10 May 2007

Episode

Senantiasa bersama membuat kita semakin lupa bahwa kita bukan satu. Jika saja kita perlu tau untuk apa kita bersatu, dan apa bedanya jika kita tetap bersama. Perlahan segalanya berakhir tanpa harus di akhiri.

***

Dika, seorang anak muda yang kesepian ditengah keramaian yang berkenyamuk.

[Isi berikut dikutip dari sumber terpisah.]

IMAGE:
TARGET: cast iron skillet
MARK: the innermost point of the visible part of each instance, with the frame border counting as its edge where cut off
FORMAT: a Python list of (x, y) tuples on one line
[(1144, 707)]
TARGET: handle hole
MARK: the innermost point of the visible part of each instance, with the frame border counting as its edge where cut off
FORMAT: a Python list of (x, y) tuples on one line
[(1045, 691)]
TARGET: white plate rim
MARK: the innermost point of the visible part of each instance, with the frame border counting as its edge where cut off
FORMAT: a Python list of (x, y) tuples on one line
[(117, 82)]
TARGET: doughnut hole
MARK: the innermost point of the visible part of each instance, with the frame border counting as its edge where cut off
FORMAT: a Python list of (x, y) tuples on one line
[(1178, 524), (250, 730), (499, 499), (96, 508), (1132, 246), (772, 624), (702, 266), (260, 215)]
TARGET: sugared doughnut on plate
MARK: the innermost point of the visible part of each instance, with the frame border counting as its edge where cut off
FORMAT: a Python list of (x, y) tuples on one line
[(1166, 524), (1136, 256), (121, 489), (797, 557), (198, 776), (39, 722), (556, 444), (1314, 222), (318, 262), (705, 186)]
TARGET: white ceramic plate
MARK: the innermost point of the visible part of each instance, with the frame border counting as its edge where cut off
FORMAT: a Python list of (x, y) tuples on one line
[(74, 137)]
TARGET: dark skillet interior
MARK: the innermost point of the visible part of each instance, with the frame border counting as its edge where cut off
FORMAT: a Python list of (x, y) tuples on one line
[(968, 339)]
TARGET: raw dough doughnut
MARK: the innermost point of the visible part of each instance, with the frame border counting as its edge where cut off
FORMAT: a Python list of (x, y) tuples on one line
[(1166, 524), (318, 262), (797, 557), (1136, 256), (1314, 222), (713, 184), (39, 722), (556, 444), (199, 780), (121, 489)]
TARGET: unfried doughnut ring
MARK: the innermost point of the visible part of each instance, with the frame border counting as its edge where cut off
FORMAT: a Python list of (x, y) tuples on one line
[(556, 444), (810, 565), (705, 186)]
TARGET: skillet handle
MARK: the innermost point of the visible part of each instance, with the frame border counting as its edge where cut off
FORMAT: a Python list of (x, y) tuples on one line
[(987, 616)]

Mungkin di luar sana semua tak seburuk yang ia bayangkan. Semuanya terdengar begitu menakutkan, bahkan untuk menutup telinga saja ia butuh empat tangan yang tiap tangannya berjari 2x lipat dari jumlah manusia normal. Dan di tambah dengan bantuan bantal yang di akhiri dengan kuncian pintu yang takmungkit terbuka jika tidak di di dobrak.
Dika, entah seberapa dalam ketakutan yang ia alami dalam 12 jam terakhir, ia ada dalam situasi yang memaksanya untuk berpura-pura tidur. Bahkan rasanya ia ingin pura-pura mati. Untuk apa bersama jika hanya kesendirian yang ia rasa. Dunianya yang hiruk dengan teriakan dan tangisan yang sendu, dan harus memilih antara berteriak dan menangis, hingga keduanya mati.

***
Perbuatan mereka membuatnya semakin tak bisa berfikir. Akhirnya ia menjadikan mimpi-mimpi sebagai kereta masa, untuk membantunya melompati tiap saat riuh yang ia takuti. Ia tak pernah takut pada gelapnya kamar tidur, bukan juga pada sepinya malam, bahkan ia menikmatinya. Ia hanya takut pada sebuh pilihan, sebuah hal yang pasti ia temui dalam tiap langkah kehidupan, bahkan tiap detiknya.
Jika saja Dika harus memilih makanan mana yang ia akan santap lebih dahulu, dia akan memikirkannya untuk saat yang lama. Jika Dika harus memilih minuman mana yang lebih dulu untuk ia minum. Mungkin hanya ada satu jawaban untuk itu, dan kamu dapat memastikannya.
Ia perlu sebuah rumah sakit yang super canggih agar bisa memberinya terapi untuk kesembukan diri dalam akalnya, hatinya, jiwanya, dan raganya.
Atau sebuah tempat untuk bercerita tentang kegilaannya.
Dan ditmbah dengan seorang ahli yang sanggup mengubah kehidupannya.
***

Sebuah AGAMA menyadarkannya dari kepura-puraannya selama ini.
Dika menghampirinya dengan hati-hati, Agama yang sudah di perkenalkan dan ia lihat dalam keseharian yang lama. Buakan sejenak dia berfikir untuk menyelam dalam samudra yang sejernih mutiara liar, secerah cahaya murni, sedalam langit dan seisinya, sesempurna ikatannya, secanggih keteraturan, yang tak sebanding dengan kata-kata. Walaupun dengan kata-kata itu ia dapat mengerti inti darinya, dan tujuannya. Di dalamnya ia dapat belajar memilih dan menjadi orang terpilih untuk memilih. Bukan berlari atau berpura-pura mati, bisu, buta dan tuli.
”Hidupku akan selamanya dalam keabadian, kehidupanku cukup sampai disini saja.”